According to the present invention, there is a problem in a propeller fan in which noise is reduced by locally reducing the flow velocity of a leakage flow at the outer peripheral portion of the fan. It can solve the problem of blade mounting angle variation at the time of fan molding, and can also provide a power-saving and low-noise air conditioner by preventing the noise of the propeller fan from increasing when the propeller fan is mounted on the unit. .

[Brief description of the drawings]

FIG. 1 is a side view of a propeller fan according to an embodiment of the present invention.

FIG. 2 is a graph of air volume and noise characteristics with respect to the number of rotations, comparing the propeller fan of the present embodiment with a conventional technology.

FIG. 3 is a sectional view of an outdoor unit showing one embodiment of the present invention.

FIG. 4 is a cross-sectional view of the outdoor unit of FIG.

FIG. 5 is a cross-sectional view of the outdoor unit of FIG.

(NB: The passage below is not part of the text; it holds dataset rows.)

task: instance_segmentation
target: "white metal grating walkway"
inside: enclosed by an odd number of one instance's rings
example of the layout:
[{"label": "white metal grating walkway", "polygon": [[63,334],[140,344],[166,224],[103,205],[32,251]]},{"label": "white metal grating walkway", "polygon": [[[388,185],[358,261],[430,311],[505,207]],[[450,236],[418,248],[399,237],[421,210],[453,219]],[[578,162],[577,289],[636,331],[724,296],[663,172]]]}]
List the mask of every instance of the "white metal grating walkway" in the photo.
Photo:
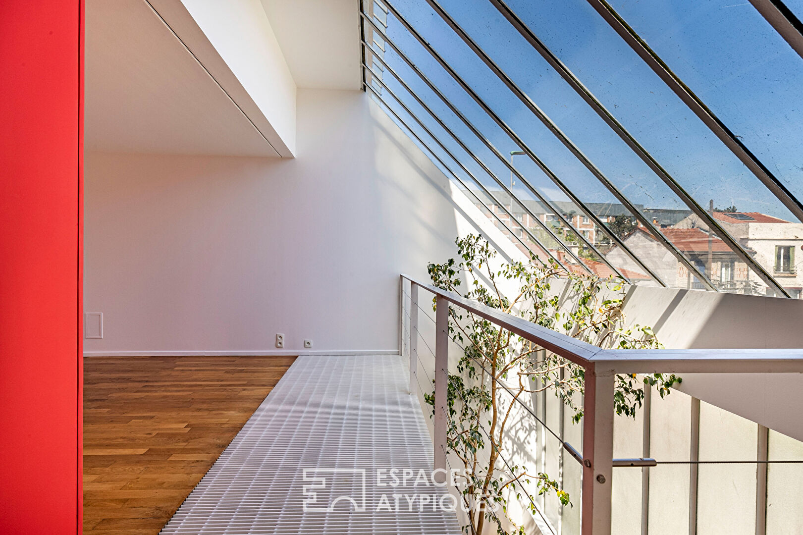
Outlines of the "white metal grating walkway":
[{"label": "white metal grating walkway", "polygon": [[[432,441],[406,385],[398,356],[299,357],[161,533],[459,533],[410,476]],[[393,468],[406,484],[377,480]]]}]

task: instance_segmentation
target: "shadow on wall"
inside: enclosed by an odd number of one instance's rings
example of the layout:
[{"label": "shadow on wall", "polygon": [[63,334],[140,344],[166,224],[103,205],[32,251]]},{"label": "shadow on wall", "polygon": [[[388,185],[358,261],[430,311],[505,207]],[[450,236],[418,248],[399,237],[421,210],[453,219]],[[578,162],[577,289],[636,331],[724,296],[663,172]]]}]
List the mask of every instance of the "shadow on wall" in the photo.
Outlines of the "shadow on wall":
[{"label": "shadow on wall", "polygon": [[[373,122],[375,129],[382,134],[382,139],[389,142],[395,148],[395,150],[389,152],[392,152],[392,153],[399,155],[402,158],[404,158],[406,163],[410,168],[412,168],[416,171],[417,174],[420,178],[423,179],[426,182],[429,182],[433,187],[436,188],[437,190],[442,191],[444,194],[444,197],[451,204],[455,214],[454,238],[456,239],[459,235],[459,233],[457,232],[458,227],[459,226],[458,224],[459,219],[457,218],[457,216],[459,215],[459,217],[463,218],[463,219],[464,219],[466,223],[467,223],[473,227],[472,231],[473,232],[479,233],[485,236],[485,238],[491,243],[491,247],[493,247],[494,249],[495,249],[499,252],[500,256],[502,256],[502,258],[503,258],[505,261],[510,262],[511,257],[508,254],[508,251],[510,251],[511,247],[512,246],[512,243],[507,243],[507,242],[510,242],[510,240],[507,238],[504,237],[503,235],[501,234],[501,232],[498,233],[499,236],[494,236],[492,235],[489,235],[489,234],[491,233],[487,231],[487,229],[483,228],[483,226],[479,224],[478,221],[476,220],[478,215],[479,215],[482,218],[482,219],[480,219],[479,221],[483,221],[483,223],[485,223],[484,220],[487,219],[487,218],[486,218],[484,214],[479,212],[479,210],[476,210],[476,213],[468,214],[467,210],[459,204],[458,204],[454,199],[454,195],[465,196],[467,200],[468,200],[471,207],[475,207],[475,205],[471,199],[468,198],[468,196],[463,194],[462,191],[460,191],[459,188],[457,188],[456,185],[448,177],[446,177],[446,175],[444,174],[443,172],[441,171],[441,169],[437,165],[435,165],[434,163],[432,162],[432,161],[429,158],[429,157],[425,153],[425,151],[420,149],[418,147],[418,145],[415,145],[416,151],[418,152],[420,154],[422,154],[425,158],[426,158],[426,161],[424,162],[424,165],[427,165],[427,167],[429,167],[430,169],[424,169],[419,165],[419,162],[416,161],[410,156],[410,152],[411,148],[410,144],[413,143],[410,137],[406,133],[402,131],[401,127],[397,127],[397,125],[396,125],[395,123],[393,123],[389,116],[388,116],[387,114],[381,108],[381,106],[379,104],[377,104],[376,102],[373,100],[373,99],[370,99],[369,97],[368,97],[368,100],[369,100],[371,106],[369,113],[374,117]],[[381,114],[381,119],[377,118],[377,114]],[[398,129],[397,129],[394,133],[392,133],[385,126],[386,124],[393,124],[394,126],[397,126]],[[377,136],[377,139],[379,137]],[[387,161],[381,161],[379,159],[381,157],[381,155],[385,153],[385,151],[381,151],[378,149],[376,152],[377,161],[375,162],[375,165],[377,169],[381,169],[385,165],[387,165]],[[437,180],[434,178],[435,176],[437,176],[438,178]],[[411,202],[414,202],[413,195],[411,195],[409,191],[402,190],[398,184],[395,184],[394,188],[400,194],[403,194]],[[425,226],[428,224],[423,218],[419,217],[418,221],[420,224],[423,224]],[[431,227],[430,227],[430,229],[432,231],[433,235],[437,235],[438,234],[441,234],[442,232],[442,229],[435,229]],[[463,237],[466,234],[467,234],[466,232],[463,232],[459,235]],[[493,234],[497,234],[497,233],[493,233]],[[504,240],[504,242],[500,241],[499,239],[500,237],[502,239]],[[432,261],[442,262],[442,259],[433,259]]]}]

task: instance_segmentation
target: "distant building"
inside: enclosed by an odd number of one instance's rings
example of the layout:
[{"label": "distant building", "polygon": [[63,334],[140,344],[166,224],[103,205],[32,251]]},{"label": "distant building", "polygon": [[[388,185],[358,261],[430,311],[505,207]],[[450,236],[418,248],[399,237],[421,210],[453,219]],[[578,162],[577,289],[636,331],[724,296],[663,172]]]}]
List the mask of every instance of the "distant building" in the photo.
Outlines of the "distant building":
[{"label": "distant building", "polygon": [[[714,218],[756,261],[783,285],[793,297],[801,297],[803,274],[798,263],[803,261],[803,223],[791,223],[760,212],[714,212]],[[707,231],[704,222],[690,215],[675,225],[678,228]],[[800,251],[799,253],[797,251]],[[752,283],[767,285],[752,271]]]}]

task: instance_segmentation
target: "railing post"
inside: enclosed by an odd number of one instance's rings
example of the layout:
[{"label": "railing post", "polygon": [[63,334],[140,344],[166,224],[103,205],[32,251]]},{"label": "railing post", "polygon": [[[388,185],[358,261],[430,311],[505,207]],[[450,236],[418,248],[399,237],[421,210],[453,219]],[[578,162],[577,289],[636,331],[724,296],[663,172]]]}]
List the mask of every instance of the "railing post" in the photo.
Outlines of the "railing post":
[{"label": "railing post", "polygon": [[[449,380],[449,301],[438,296],[435,302],[435,434],[434,467],[438,483],[446,481],[446,382]],[[441,479],[442,477],[442,479]]]},{"label": "railing post", "polygon": [[418,391],[418,285],[410,283],[410,393]]},{"label": "railing post", "polygon": [[613,379],[585,370],[581,533],[610,535],[613,472]]}]

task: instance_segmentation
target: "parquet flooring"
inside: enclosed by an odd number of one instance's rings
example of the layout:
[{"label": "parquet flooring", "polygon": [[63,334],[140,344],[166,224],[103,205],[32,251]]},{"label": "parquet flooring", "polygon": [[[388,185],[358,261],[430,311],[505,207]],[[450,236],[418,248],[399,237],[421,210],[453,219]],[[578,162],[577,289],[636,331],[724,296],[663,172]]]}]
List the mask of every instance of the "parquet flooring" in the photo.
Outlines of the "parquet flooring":
[{"label": "parquet flooring", "polygon": [[294,357],[88,357],[84,533],[155,535]]}]

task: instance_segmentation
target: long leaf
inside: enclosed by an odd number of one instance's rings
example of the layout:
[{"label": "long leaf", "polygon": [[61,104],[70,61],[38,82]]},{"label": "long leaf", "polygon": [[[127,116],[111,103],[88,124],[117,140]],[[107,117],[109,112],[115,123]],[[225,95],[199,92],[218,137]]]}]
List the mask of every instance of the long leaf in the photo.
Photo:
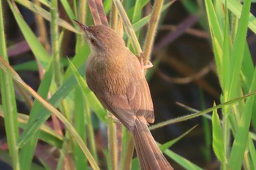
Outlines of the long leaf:
[{"label": "long leaf", "polygon": [[[74,137],[74,139],[78,142],[79,146],[83,150],[83,153],[90,162],[91,166],[94,169],[99,169],[98,165],[95,162],[91,154],[89,151],[86,145],[83,142],[83,139],[78,135],[78,132],[70,124],[70,123],[59,112],[53,105],[49,102],[44,100],[40,96],[39,96],[37,92],[35,92],[31,88],[26,85],[22,79],[18,76],[18,74],[12,69],[12,67],[2,58],[0,57],[0,67],[4,70],[9,76],[10,76],[17,83],[20,84],[26,91],[28,91],[33,97],[34,97],[41,104],[47,109],[48,111],[55,114],[58,118],[65,125],[67,130],[69,131],[70,134]],[[23,143],[21,143],[23,144]]]}]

FIG. 6 is a frequency characteristic diagram illustrating a sound pressure level with respect to a frequency when the unit of the embodiment of FIG. 3 is compared with a conventional technology.

[Explanation of symbols]

DESCRIPTION OF SYMBOLS 1 ... Boss, 2 ... Wings, 3 ... Outer peripheral protrusion, 4 ... Leading edge protrusion,
5 ... propeller fan, 6 ... unit, 7 ... front grill,
8: curved grill bar, 9: straight grill bar, 10: unit upper cover, 11: heat exchanger, 12: motor indicator, 1
3 ... Motor, 14 ... Enlarged mouse ring, 15 ... Electric goods storage box, 16 ... Guide piece, 17 ... Heat radiation fin, 18 ... Guide piece fixing screw, 19 ... Motor support base fixing part, 20 ... Deflection plate, 21 ... Mouse Ring, 22: compressor, 23: compressor cover, 24: deflection plate fixing screw.

Continuing on the front page (72) Inventor Shinya Yoshinaga 800, Tomita, Odaimachi, Ohira-machi, Shimotsuga-gun, Tochigi Prefecture Inside the Cooling Division, Hitachi, Ltd. (72) Inventor Hidenori Yokoyama 800, Tomita, Odaira-cho, Shimotsuga-gun, Tochigi Hitachi, Ltd. Within the business department (72) Inventor Motoo Morimoto 800, Tomita, Ohira-cho, Ohira-machi, Shimotsuga-gun, Tochigi Prefecture Within the Refrigeration and Heating Division, Hitachi, Ltd. (72) Inventor Susumu Susumu Hamada 709, Oda-machi, Ohira-cho, Shimotsuga-gun, Tochigi 2 Hitachi Tochigi, Ltd. Inside the electronics (72) Inventor Masami Murayama 709 Tomita, Ohira-cho, Ohira-machi, Shimotsuga-gun, Tochigi Prefecture Inside of Hitachi Tochigi Electronics Co., Ltd. (72) Shoji Takahisa 800 Tomita, Ohira-cho, Shimotsuga-gun, Tochigi Prefecture Internal F-term (reference) 3H033 AA02 AA18 BB02 BB08 BB20 CC01 CC03 CC04 DD03 DD06 DD19 DD23 DD29 DD30 EE05 EE06 EE08 EE11 EE19 3H035 CC01 CC04 CC07

Claims (1)

[Claims] 1. An air conditioner having a propeller fan formed so that an outer peripheral portion of a blade protrudes toward a pressure surface and air recedes to a negative pressure surface side at the outer peripheral portion. A fan outer periphery formed such that the outer diameter dimension of the leading edge side is larger than the outer diameter dimension of the leading edge or the trailing edge, and the outer peripheral portion of the fan protrudes to the pressure surface side and the outer peripheral portion is receded to the negative pressure surface side. An air conditioner with the blade thickness at the intersection of the end and the front edge of the fan protruding toward the pressure surface.